Search: Query top nprobe centroids, then perform exact scan (SIMD Dot Product) on candidate buckets.
Tie-Breaking: Uses VectorId (ascending) to guarantee determinism.

Tuning Advice

Low Recall? Increase nprobe to search more buckets. This trades latency for accuracy.
High Latency? Reduce nprobe or increase nlist (more clusters, smaller buckets).

3. Benchmarking Guide

Quick Start

# Trust benchmarks (Standard Scripts)
./scripts/pomai-bench recall
./scripts/pomai-bench mixed-load
./scripts/pomai-bench crash-recovery

# Comprehensive benchmark (Build from source)
cmake --build build --target comprehensive_bench
./build/comprehensive_bench --dataset small

Dataset Sizes

Size	Vectors	Dimensions	Queries
small	10,000	128	1,000
medium	100,000	256	5,000
large	1,000,000	768	10,000

Interpreting Results

Good Performance Baseline (Medium Dataset):

✅ P99 latency < 1ms
✅ Throughput > 5K QPS
✅ Recall@10 > 0.90

4. Live Results (CBR-S Suite)

Performance metrics from the latest CI run.

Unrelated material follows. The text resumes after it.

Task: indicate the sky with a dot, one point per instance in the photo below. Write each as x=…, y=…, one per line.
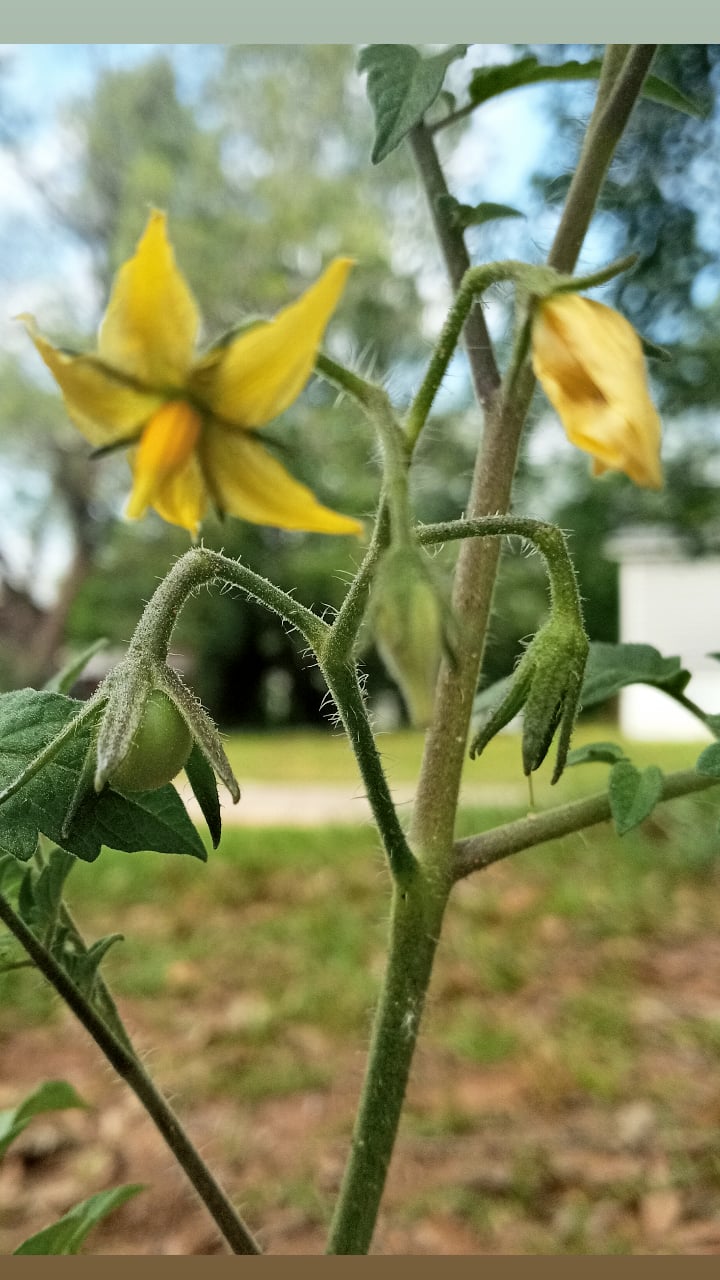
x=49, y=274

Comparing Fanout (Baseline) vs CBR-S (Smart Routing).

Tail Latency

P99 / P999

microseconds, not vibes

Quality

Recall@k

vs brute-force oracle

Scaling

QPS & RSS

throughput + memory

Small Uniform dim=128 n=60k q=800 topk=10 shards=4

Mode	Recall@10	P99 (µs)	Query QPS	Shards Visited	Verdict
fanout	1.0000	3,740.5	103.8	4.00	PASS
cbrs	1.0000	8,390.8	71.1	1.06	PASS
cbrs_no_dual	1.0000	8,488.5	70.9	1.06	PASS

Medium Clustered dim=256 n=150k q=800 topk=10 shards=4

Mode	Recall@10	P99 (µs)	Query QPS	Shards Visited	Verdict
fanout	1.0000	13,579.1	30.2	4.00	PASS
cbrs	1.0000	22,433.8	25.3	1.70	PASS
cbrs_no_dual	1.0000	22,626.6	25.2	1.70	PASS

Large Clustered dim=256 n=400k q=400 topk=10 shards=8

Mode	Recall@10	P99 (µs)	Query QPS	Shards Visited	Verdict
fanout	1.0000	29,113.1	11.1	8.00	PASS
cbrs	1.0000	58,733.7	10.3	2.00	PASS
cbrs_no_dual	1.0000	63,280.6	10.6	2.00	PASS

High Dim (Top 1) dim=512 n=200k q=400 topk=1 shards=4

Mode	Recall@1	P99 (µs)	Query QPS	Shards Visited	Verdict
fanout	0.1000	30,522.0	14.5	4.00	PASS
cbrs	0.1000	73,674.3	9.4	1.87	PASS
cbrs_no_dual	0.1000	68,675.5	9.6	1.87	PASS

Overlap Hard dim=256 n=120k q=700 topk=10 shards=4

Mode	Recall@10	P99 (µs)	Query QPS	Shards Visited	Verdict
fanout	1.0000	11,061.3	37.4	4.00	PASS
cbrs	1.0000	25,408.4	25.1	1.74	PASS
cbrs_no_dual	1.0000	25,199.8	25.1	1.74	PASS

Epoch Drift Hard dim=256 n=120k q=800 topk=10 shards=4

Mode	Recall@10	P99 (µs)	Query QPS	Shards Visited	Verdict
fanout	1.0000	17,004.5	31.5	4.00	PASS
cbrs	0.9703	25,772.1	28.1	1.00	PASS
cbrs_no_dual	0.5000	24,737.5	28.5	1.00	WARN

Interpretation Guide

Good signs

P99 stays close to P50 (no tail explosions).
QPS increases with threads until expected saturation.
Recall@10 stable across dataset modes and routing epochs.
routed_shards_avg drops significantly vs shard count, without recall loss.

Red flags

P99 ≫ P50 (10x+) — tail variance, often contention or IO.
QPS decreases with more threads — thrash or locks.
Recall drops in overlap/epoch drift — routing or snapshot semantics issues.